10. The importance of the legal recourse and the decision handed down? Crabtree's arranging the murder of the judge? The visualizing of this as he rode his bike through the park? The television reporters?

11. How credible a villain was Crabtree? Does this ruthless kind of businessman exist? His way of life, ambitions, threats, wanting his own way? His work? His reaction to the destruction of his equipment?

12. Mutual violence leading to terrorism? The terrorism on Hunter's house? The man going in to shoot Crabtree after his men were destroyed by the boulder? The old people moving out? Old Hunter's refusal?

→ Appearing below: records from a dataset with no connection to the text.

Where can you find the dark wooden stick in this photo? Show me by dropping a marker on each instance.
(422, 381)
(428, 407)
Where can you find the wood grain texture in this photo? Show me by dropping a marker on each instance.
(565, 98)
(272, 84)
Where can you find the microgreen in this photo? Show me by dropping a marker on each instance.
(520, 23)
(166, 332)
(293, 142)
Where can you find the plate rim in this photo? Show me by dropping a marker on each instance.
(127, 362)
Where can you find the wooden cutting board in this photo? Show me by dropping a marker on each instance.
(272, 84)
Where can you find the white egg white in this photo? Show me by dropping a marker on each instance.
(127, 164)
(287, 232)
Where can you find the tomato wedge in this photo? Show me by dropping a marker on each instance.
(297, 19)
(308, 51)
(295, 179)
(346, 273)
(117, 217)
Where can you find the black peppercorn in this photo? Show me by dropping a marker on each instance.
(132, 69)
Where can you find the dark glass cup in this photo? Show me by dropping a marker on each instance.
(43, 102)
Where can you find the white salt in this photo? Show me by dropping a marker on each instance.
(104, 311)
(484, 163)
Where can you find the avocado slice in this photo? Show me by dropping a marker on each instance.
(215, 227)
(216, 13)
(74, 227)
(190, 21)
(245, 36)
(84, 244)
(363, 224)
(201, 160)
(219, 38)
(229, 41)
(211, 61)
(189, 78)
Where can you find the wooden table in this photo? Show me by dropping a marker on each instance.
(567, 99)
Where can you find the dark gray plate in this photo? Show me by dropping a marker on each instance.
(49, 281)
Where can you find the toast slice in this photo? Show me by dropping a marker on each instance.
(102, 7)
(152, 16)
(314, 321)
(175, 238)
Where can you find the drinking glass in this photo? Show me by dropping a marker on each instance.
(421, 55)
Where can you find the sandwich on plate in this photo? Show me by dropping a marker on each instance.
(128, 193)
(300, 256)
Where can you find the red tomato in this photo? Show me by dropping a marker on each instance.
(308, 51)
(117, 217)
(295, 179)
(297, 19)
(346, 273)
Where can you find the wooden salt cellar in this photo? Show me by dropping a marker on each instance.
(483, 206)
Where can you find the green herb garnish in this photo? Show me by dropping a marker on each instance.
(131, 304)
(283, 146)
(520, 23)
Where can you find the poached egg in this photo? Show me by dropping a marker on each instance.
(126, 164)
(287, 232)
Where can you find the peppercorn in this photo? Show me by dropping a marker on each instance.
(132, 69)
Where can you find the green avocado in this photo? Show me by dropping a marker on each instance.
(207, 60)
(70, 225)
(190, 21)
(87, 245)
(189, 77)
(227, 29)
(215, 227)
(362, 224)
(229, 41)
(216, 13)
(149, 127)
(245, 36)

13. The inevitability of the burning of the Hunter farm? This as a build-up to the final stages? Did Hunter do the right thing to carry on against Crabtree? In his own home? Crabtree's protection? His death?

14. The human contribution for the quality of the film in the personalities, the father with his attitudes towards life and death, his death, Hunter's girlfriend? The boy? The neighbours? Crabtree's henchmen? The Sheriff and his change of heart and trying to get evidence?

15. The authenticity of the locations? The realism for this kind of story?

16. The film's exploration of the right to violence? understanding of human nature, or brutal and fascist In its outlook? Reflecting the issues of modern America?